Hewitt Gallery, New York
Lincoln Kirstein, New York
Private Collection, New York
Alex Colville, Hewitt Gallery, New York, 1955
David Burnett, Colville, Art Gallery of Ontario, Toronto, 1983, p. 85, reproduced
Helen Dow, The Art of Alex Colville, Toronto, 1972, p. 95, reproduced
Colville has had a constant fascination with domestic animals, large machines (trains and snow plows) or intricate ones (like cars and revolvers). Just after the war, and in the early fifties, he concentrated on the human figure, and mostly the female figure.
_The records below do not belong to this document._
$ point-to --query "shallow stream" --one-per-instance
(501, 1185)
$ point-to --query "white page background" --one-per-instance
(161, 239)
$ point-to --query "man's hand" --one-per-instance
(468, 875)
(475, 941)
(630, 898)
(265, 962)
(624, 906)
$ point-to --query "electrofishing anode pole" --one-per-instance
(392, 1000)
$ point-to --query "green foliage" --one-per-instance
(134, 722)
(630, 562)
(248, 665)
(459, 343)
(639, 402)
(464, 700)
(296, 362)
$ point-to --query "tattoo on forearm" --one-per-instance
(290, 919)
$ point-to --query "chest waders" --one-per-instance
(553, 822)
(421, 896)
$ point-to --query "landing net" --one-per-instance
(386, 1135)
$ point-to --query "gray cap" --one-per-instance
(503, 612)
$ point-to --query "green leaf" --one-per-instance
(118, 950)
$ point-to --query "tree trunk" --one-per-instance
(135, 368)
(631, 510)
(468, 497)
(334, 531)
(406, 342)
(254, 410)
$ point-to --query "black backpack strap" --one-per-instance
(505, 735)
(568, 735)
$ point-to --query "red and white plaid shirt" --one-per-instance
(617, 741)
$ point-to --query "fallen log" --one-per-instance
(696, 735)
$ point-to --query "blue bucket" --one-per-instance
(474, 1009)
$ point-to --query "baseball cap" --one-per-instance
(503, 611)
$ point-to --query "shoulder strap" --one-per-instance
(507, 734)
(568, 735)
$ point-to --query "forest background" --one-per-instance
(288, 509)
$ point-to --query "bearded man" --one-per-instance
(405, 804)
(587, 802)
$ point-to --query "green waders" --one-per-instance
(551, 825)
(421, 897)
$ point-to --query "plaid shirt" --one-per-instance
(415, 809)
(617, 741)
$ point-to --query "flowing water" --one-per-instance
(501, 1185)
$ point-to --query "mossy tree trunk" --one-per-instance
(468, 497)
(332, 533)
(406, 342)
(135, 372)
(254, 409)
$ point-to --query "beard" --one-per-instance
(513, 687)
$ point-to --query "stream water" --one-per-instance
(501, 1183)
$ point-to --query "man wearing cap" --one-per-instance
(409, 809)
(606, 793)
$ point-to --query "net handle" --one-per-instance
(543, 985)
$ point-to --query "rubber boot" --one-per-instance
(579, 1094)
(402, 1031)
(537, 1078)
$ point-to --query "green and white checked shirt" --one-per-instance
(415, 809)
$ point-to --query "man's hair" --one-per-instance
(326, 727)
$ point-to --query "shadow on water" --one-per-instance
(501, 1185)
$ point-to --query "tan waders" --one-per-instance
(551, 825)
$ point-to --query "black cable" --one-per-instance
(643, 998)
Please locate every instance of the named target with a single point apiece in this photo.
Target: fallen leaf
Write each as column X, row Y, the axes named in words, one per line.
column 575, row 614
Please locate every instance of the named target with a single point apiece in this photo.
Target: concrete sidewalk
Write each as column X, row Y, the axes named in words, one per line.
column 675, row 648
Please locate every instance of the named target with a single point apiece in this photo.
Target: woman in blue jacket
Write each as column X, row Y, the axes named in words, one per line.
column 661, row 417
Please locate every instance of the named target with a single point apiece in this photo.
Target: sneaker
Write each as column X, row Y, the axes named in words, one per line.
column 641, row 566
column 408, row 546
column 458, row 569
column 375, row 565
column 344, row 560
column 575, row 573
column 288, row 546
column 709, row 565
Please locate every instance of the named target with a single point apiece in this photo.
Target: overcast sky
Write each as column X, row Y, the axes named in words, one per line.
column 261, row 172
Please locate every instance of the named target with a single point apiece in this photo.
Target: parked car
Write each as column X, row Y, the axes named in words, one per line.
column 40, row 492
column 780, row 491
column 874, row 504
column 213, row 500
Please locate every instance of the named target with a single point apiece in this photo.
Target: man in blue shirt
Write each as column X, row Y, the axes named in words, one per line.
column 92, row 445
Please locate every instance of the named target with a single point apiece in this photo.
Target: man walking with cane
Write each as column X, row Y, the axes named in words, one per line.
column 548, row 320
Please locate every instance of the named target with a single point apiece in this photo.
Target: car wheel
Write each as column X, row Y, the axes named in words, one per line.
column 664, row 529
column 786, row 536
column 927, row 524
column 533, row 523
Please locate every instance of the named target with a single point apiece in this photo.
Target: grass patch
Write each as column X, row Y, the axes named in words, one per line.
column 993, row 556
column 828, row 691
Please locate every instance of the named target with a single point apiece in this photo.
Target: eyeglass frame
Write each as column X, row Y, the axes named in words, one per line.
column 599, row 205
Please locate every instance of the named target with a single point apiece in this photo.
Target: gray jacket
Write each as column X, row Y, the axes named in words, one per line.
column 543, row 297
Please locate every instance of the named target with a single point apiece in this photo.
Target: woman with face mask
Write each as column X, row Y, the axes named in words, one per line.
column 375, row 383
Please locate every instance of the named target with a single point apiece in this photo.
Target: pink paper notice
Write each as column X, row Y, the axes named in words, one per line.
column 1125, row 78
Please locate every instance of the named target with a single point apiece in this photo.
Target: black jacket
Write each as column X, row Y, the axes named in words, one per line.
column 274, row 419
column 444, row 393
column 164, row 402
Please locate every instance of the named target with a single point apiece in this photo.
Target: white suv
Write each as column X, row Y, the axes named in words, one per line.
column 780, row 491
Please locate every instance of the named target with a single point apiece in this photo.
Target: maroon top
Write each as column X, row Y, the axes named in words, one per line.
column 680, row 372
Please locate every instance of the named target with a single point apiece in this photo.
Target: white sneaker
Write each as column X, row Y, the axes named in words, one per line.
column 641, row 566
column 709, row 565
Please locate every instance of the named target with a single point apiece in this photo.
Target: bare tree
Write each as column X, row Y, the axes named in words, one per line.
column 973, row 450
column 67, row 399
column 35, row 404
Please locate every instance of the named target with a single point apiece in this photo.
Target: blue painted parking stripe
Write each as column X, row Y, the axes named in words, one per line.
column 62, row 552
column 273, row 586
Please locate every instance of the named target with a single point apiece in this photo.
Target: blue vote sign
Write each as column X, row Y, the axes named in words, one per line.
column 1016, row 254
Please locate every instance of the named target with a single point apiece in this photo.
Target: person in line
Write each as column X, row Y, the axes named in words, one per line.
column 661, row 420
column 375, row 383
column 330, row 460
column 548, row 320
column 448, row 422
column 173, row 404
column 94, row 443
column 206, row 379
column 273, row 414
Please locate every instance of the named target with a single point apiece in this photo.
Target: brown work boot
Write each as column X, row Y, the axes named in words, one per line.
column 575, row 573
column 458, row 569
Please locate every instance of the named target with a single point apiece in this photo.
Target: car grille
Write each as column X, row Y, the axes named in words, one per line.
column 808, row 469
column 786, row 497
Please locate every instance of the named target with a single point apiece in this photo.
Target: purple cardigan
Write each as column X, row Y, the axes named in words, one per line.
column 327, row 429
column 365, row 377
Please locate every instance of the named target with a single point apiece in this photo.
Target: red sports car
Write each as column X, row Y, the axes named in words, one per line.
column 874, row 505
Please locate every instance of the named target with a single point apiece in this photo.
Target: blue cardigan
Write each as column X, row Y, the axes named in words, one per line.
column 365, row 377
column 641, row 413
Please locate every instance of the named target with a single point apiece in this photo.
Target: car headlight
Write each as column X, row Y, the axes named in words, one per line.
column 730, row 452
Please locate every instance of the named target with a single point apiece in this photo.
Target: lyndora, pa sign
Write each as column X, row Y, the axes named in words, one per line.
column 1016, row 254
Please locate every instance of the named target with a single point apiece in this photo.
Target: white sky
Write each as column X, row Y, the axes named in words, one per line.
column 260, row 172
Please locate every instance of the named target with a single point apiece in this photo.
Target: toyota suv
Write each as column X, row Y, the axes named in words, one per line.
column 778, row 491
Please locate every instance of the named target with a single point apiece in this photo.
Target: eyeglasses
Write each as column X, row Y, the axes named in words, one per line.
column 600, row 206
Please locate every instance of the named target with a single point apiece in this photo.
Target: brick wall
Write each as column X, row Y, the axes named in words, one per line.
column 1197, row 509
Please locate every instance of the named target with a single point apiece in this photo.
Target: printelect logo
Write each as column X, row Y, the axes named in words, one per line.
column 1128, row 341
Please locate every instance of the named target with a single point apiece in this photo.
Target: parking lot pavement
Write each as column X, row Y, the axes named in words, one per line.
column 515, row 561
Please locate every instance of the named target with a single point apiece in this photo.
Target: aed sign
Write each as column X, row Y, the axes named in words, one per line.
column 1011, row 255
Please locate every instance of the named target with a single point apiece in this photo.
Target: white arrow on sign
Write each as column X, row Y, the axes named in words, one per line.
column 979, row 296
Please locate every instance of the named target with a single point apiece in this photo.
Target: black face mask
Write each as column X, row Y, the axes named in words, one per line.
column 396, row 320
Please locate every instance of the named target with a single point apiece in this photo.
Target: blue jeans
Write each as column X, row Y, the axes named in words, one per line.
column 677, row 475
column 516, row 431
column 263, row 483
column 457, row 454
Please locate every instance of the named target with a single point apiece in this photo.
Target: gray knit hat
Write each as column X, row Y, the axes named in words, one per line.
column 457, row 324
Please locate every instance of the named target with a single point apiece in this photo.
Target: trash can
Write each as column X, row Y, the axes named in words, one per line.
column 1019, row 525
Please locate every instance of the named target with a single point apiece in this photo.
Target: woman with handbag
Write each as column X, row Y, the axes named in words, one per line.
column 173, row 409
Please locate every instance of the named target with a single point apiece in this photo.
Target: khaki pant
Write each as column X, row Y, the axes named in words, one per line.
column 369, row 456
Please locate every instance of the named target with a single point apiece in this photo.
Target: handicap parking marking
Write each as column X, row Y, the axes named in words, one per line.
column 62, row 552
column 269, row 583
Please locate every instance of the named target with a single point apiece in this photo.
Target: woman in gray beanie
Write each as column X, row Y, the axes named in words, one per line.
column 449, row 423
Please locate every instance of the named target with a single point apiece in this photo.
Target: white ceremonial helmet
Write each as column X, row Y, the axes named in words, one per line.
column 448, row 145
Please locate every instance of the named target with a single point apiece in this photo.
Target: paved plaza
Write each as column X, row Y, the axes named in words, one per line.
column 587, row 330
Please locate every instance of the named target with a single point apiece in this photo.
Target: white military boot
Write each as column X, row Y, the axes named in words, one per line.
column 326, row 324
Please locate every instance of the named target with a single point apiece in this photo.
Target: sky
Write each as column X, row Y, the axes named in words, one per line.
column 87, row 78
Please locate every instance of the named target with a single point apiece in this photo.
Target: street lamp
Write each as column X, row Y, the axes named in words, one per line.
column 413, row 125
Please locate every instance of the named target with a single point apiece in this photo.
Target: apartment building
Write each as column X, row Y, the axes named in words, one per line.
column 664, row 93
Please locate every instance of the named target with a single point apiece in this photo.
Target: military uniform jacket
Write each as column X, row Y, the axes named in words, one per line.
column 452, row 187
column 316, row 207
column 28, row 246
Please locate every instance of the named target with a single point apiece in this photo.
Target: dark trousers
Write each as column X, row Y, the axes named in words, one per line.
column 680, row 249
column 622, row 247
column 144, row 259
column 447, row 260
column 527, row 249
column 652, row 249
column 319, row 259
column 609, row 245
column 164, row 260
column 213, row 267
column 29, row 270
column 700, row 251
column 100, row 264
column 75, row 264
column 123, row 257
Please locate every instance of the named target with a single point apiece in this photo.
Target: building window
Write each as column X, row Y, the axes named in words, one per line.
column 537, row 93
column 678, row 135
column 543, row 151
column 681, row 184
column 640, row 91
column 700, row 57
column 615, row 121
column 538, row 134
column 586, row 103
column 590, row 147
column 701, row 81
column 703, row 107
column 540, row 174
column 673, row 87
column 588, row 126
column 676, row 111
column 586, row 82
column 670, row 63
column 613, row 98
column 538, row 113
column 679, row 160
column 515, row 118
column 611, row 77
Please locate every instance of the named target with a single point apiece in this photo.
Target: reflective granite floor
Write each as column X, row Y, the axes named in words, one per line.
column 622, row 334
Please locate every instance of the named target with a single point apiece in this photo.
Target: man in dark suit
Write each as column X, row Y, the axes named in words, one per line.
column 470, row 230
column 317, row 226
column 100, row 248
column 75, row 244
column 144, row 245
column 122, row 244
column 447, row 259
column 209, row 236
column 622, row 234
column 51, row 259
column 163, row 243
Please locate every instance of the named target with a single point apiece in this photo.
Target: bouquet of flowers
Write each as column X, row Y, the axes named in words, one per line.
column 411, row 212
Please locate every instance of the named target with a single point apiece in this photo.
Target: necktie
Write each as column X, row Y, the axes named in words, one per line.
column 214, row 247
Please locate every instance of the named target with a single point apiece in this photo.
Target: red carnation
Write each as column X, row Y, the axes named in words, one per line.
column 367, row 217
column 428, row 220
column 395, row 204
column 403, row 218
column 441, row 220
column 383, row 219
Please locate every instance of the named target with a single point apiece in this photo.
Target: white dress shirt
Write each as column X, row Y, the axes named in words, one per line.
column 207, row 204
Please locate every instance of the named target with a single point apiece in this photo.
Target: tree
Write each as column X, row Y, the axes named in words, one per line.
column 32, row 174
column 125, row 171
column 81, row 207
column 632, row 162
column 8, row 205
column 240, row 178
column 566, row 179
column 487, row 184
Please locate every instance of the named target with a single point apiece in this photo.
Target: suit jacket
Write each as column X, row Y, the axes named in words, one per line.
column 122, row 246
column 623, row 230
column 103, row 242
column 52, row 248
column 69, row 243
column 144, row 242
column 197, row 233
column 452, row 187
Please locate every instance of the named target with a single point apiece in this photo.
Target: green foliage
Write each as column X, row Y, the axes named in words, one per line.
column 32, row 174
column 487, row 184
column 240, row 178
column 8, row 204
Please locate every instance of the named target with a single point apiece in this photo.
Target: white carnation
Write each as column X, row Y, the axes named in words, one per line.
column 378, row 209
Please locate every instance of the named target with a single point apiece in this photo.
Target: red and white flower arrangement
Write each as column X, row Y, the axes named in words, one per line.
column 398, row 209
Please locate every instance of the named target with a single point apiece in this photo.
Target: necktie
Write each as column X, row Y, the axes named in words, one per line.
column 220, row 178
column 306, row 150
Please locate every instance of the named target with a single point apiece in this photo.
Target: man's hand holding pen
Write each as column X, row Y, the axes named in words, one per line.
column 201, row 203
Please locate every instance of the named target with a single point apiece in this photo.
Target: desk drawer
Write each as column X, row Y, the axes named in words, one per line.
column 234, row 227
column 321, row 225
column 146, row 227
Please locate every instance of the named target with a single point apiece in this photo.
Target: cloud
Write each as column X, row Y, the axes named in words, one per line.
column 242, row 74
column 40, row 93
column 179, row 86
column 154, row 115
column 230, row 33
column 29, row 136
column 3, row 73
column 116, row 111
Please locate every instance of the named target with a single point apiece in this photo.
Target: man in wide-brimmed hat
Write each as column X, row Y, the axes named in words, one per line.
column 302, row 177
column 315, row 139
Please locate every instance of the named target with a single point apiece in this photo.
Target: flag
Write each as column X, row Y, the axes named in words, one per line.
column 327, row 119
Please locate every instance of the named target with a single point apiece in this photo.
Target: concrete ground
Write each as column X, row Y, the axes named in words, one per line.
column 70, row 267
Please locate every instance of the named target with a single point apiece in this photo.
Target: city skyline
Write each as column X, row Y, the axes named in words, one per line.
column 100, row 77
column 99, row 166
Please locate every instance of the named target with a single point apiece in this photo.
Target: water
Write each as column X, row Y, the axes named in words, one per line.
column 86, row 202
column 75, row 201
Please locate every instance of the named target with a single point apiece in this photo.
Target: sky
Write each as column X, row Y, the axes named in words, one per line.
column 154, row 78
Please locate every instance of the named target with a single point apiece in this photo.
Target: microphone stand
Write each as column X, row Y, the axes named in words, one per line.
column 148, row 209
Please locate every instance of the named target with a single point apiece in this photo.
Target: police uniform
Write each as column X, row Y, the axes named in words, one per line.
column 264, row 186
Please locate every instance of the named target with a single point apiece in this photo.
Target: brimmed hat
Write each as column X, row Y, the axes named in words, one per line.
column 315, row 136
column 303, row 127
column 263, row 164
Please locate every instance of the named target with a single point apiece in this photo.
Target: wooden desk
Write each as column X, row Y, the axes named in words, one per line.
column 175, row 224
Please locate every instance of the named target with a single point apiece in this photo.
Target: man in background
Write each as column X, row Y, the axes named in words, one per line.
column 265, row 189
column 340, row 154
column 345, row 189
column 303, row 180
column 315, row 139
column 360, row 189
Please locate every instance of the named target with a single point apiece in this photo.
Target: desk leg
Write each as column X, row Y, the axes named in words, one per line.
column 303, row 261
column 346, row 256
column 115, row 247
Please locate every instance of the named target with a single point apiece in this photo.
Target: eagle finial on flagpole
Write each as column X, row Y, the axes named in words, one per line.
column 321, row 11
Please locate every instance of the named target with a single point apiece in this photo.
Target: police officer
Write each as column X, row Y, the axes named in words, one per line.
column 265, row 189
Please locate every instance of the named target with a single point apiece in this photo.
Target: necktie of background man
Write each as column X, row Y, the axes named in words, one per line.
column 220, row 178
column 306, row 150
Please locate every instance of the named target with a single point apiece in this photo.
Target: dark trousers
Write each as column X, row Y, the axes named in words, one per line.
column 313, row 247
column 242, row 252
Woman, Jockey and Horse is unusual in its closeness to the subject. Colville usually stands back from his subject, at least at a sufficient distance to give the viewer room to engage or not. Or he allows the viewer to choose the degree of intimacy with the subject. In this painting, however, he has closed the distance almost to an uncomfortable degree. He makes us feel that we are standing in the picture beside the woman and the jockey, but are neither part of their conversation nor sure of their relationship.
The feeling the work creates, therefore, is slightly unnerving and emotionally tense. Like most of Colville's works, this one is hinting at a story we might like to know, but can only glean some few facts about: there is a woman, a jockey and a horse. The rest is up to us, whether to invent a narrative, to speculate on their relationship, or resign ourselves to an acceptance of the ever-changing enigma they embody.